There was another flier that was given out at the same time. I'll post that one next.


Anonymous said...

I was the one who asked - I must say it was a little over my head back then, but obviously memorable.

Very interesting to hear it was a pre-publication flier. Always assumed it was an original for GSMC.

I'd be interested in the origins of this. Ostensibly conceived at the top-level, then worked in low-level Beanworld/art concerns? The other way around? Hard to say? Did it start as a flier or just a Beanworld thing that worked its way into flier form?

Reminds me of how I used to wonder about the increased beaniness of the bean-shape from the earliest stuff onward.
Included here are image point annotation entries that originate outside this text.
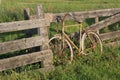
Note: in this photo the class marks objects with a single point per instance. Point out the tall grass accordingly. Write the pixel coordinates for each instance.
(92, 67)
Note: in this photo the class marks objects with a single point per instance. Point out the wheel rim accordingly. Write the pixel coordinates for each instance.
(61, 53)
(91, 43)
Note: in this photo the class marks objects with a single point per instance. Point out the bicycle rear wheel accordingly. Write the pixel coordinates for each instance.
(91, 43)
(62, 50)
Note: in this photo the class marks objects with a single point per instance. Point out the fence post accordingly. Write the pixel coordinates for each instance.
(26, 14)
(96, 21)
(44, 32)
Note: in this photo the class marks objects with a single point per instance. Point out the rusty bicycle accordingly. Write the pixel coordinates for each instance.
(64, 47)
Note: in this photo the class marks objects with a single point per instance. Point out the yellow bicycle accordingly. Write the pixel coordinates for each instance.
(64, 47)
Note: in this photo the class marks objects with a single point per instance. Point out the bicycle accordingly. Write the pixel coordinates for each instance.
(63, 46)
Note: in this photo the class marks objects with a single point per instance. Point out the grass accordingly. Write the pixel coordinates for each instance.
(91, 67)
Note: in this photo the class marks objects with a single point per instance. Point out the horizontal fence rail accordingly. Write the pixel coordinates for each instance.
(23, 25)
(43, 56)
(21, 44)
(90, 14)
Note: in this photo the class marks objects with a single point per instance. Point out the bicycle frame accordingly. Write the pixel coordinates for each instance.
(64, 35)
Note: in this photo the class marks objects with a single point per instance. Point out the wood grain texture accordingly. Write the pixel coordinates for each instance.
(21, 44)
(23, 25)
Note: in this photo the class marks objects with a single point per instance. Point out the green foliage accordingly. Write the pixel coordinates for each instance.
(90, 67)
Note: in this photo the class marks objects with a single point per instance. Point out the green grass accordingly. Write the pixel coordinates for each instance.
(91, 67)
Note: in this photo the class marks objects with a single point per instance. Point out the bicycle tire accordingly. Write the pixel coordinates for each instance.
(59, 51)
(94, 44)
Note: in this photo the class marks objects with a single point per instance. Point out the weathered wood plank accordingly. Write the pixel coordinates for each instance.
(110, 35)
(104, 23)
(21, 44)
(23, 25)
(83, 14)
(90, 14)
(25, 59)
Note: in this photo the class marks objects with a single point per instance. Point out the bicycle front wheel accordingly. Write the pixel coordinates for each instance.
(62, 50)
(91, 43)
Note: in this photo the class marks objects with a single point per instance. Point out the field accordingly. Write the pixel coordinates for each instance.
(104, 66)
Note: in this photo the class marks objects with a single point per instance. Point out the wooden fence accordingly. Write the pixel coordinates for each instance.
(44, 55)
(113, 16)
(40, 22)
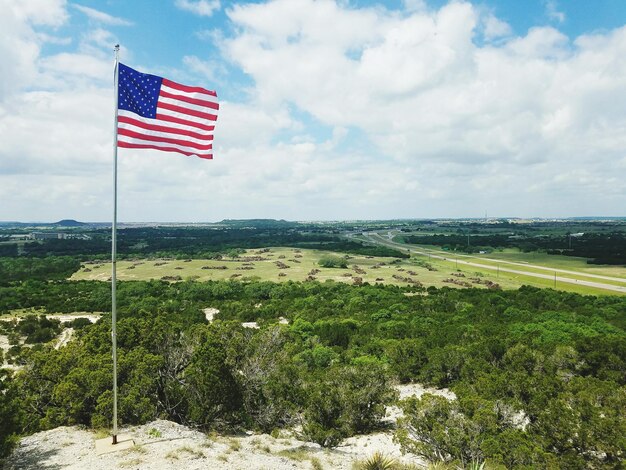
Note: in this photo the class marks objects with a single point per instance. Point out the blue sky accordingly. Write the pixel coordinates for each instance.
(329, 109)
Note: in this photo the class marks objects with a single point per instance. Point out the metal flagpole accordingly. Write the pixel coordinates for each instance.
(114, 251)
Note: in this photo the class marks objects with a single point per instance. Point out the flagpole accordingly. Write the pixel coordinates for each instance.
(114, 250)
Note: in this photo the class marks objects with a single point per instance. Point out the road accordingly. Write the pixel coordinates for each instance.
(377, 238)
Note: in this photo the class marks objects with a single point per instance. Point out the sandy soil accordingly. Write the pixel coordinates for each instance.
(162, 445)
(166, 445)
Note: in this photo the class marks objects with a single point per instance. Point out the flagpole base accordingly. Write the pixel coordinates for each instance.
(107, 445)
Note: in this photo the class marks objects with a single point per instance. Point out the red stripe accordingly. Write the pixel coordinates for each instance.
(206, 104)
(207, 156)
(188, 112)
(188, 89)
(169, 130)
(165, 117)
(152, 138)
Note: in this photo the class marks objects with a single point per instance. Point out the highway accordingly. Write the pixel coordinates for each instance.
(379, 239)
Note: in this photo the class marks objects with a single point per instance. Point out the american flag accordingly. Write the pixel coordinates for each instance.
(157, 113)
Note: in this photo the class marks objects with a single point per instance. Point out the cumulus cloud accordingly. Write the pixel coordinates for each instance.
(552, 11)
(349, 113)
(101, 17)
(199, 7)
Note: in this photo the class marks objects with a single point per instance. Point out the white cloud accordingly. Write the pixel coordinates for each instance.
(101, 17)
(552, 11)
(199, 7)
(351, 113)
(495, 28)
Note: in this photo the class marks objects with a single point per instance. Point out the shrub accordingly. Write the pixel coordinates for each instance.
(329, 261)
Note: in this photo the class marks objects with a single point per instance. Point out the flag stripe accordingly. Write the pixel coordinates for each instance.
(157, 113)
(188, 89)
(194, 101)
(170, 121)
(140, 141)
(154, 129)
(129, 145)
(157, 138)
(177, 120)
(186, 111)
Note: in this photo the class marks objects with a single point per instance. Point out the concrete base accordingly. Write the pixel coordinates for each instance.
(105, 446)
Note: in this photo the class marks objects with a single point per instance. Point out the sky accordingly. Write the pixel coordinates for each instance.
(329, 109)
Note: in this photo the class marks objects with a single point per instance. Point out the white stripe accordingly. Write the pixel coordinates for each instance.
(130, 140)
(187, 117)
(184, 104)
(174, 125)
(194, 95)
(168, 135)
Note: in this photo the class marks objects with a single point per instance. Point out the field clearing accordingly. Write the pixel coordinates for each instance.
(558, 262)
(264, 264)
(561, 265)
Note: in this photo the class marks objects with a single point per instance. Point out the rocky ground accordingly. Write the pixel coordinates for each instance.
(166, 445)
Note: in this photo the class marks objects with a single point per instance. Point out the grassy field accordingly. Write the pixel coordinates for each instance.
(301, 264)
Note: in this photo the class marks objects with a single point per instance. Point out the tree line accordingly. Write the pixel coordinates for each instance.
(539, 375)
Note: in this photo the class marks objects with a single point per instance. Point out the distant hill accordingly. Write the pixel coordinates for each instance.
(69, 223)
(257, 223)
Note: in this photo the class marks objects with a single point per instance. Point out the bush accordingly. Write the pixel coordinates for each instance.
(329, 261)
(345, 401)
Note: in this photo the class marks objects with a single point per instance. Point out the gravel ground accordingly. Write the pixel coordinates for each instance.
(164, 445)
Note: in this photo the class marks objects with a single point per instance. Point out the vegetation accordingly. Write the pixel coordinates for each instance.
(329, 261)
(539, 374)
(598, 248)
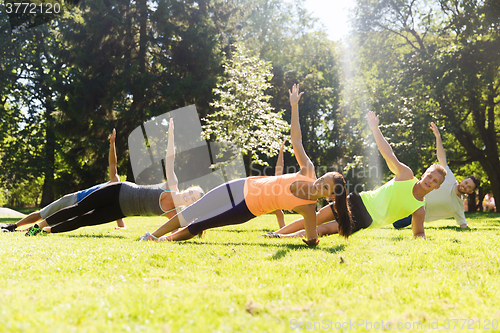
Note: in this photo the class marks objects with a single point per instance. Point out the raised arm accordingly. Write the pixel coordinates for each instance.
(296, 135)
(278, 171)
(401, 171)
(112, 168)
(172, 181)
(441, 154)
(113, 171)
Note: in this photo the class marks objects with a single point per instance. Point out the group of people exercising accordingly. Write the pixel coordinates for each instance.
(402, 201)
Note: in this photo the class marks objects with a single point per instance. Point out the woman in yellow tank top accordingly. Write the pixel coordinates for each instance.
(241, 200)
(398, 198)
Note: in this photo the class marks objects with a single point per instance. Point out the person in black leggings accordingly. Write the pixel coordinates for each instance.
(121, 199)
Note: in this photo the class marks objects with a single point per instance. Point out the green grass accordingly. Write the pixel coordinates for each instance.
(102, 280)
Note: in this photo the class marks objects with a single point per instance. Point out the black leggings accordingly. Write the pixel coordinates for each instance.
(100, 206)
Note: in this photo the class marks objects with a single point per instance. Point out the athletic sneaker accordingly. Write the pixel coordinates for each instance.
(34, 230)
(148, 237)
(8, 227)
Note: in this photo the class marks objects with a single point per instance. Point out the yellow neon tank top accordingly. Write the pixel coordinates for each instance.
(268, 193)
(391, 202)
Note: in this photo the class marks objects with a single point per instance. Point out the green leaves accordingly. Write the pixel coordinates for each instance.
(243, 114)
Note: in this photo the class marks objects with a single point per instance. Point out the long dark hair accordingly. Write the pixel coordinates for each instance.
(343, 213)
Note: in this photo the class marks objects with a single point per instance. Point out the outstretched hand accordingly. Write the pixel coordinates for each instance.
(283, 145)
(294, 95)
(435, 129)
(372, 120)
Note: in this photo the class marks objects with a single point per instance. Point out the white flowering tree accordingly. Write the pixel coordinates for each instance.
(243, 113)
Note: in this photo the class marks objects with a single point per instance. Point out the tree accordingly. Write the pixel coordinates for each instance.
(243, 115)
(446, 63)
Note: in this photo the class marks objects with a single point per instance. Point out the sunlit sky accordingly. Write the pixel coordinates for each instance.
(333, 14)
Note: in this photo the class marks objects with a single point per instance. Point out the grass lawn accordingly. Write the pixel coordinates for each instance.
(99, 279)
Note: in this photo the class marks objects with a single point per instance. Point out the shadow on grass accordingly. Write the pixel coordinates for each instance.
(457, 228)
(284, 248)
(9, 219)
(283, 252)
(96, 236)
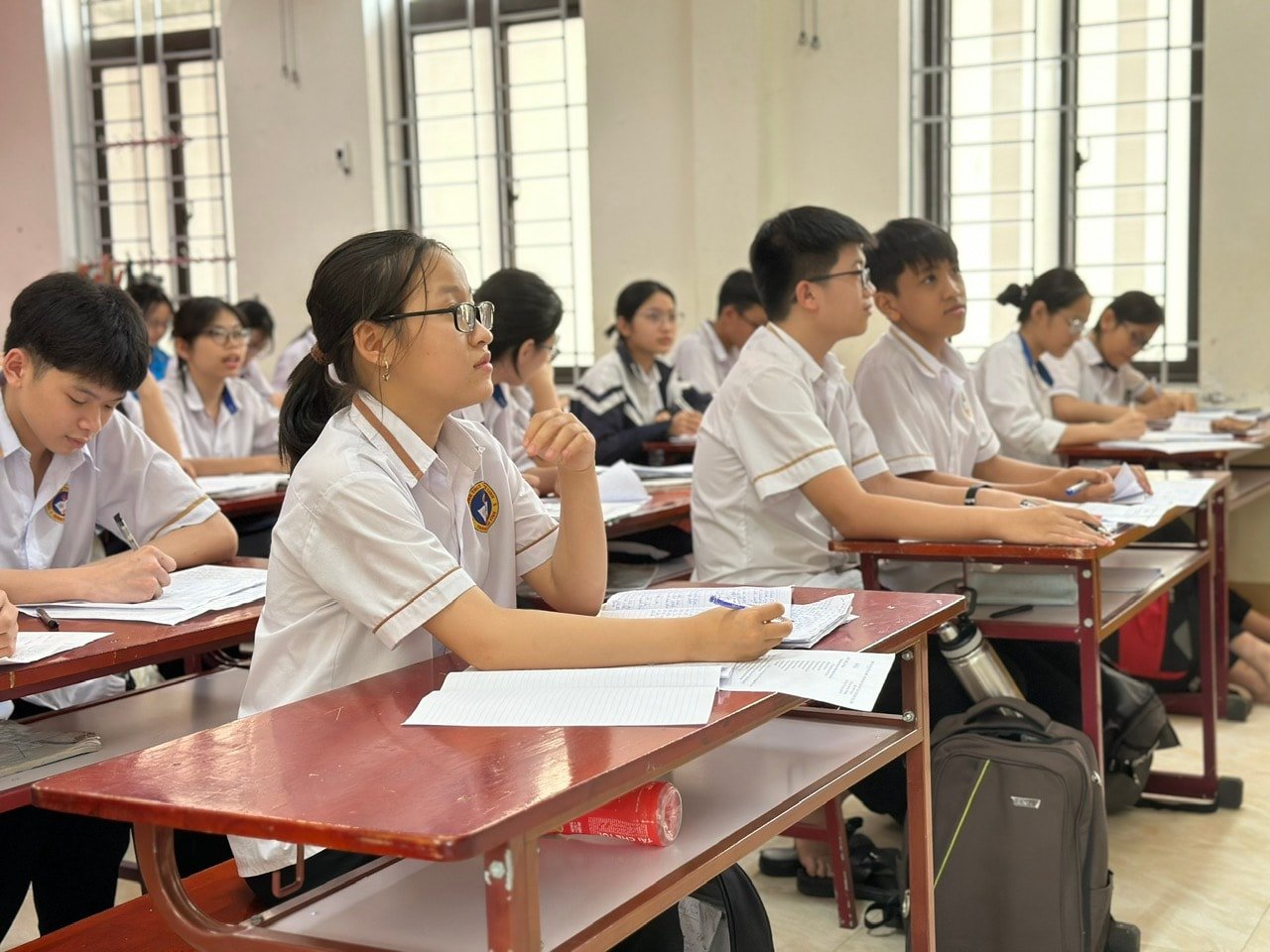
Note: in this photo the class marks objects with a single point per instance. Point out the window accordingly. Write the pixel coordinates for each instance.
(1065, 132)
(151, 171)
(494, 111)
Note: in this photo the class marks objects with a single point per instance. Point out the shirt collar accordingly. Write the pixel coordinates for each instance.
(1033, 363)
(403, 445)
I like the 'BUST OUT COMIC STRIP' bold-print subliminal 'ad' at the bottom.

Actually, this could be great to use in certain literature courses. Don't worry, I wouldn't without permission, but it could be a very cool homework reading or even an in-class surprise. Unusual to have an advertisement for a piece of art done by an artist who worked in advertising.

I guess I didn't see at the time how this piece "graded" from what I called top-level stuff to low (fairly low) level stuff. Fun now though.

Brian Jacoby from Secret Headquarters, Tallahassee Florida said...

Seeing your signature in the corner reminded me to let you know that yours is one of my favorite signatures in comics, along with John Byrne's, Brian Bolland's, and Walt Simonson's

carol said...

Shades of Scott McCloud. Maybe this circular strip inspired him to write "Understanding Comics." Or at least contributed something to it.

Larry Marder said...

It's a nice sentiment, Carol, but I believe Scott was well on the road to "Understanding Comics" without me. "Do-nut" had an interesting origin, in a speak-easy in Amsterdam in 1972 that I talked about in Comics Journal #201. After I drew it, in one fell fever-brained swoop, I thought to myself, "I can do comics." It took a while though after that. Quite a while.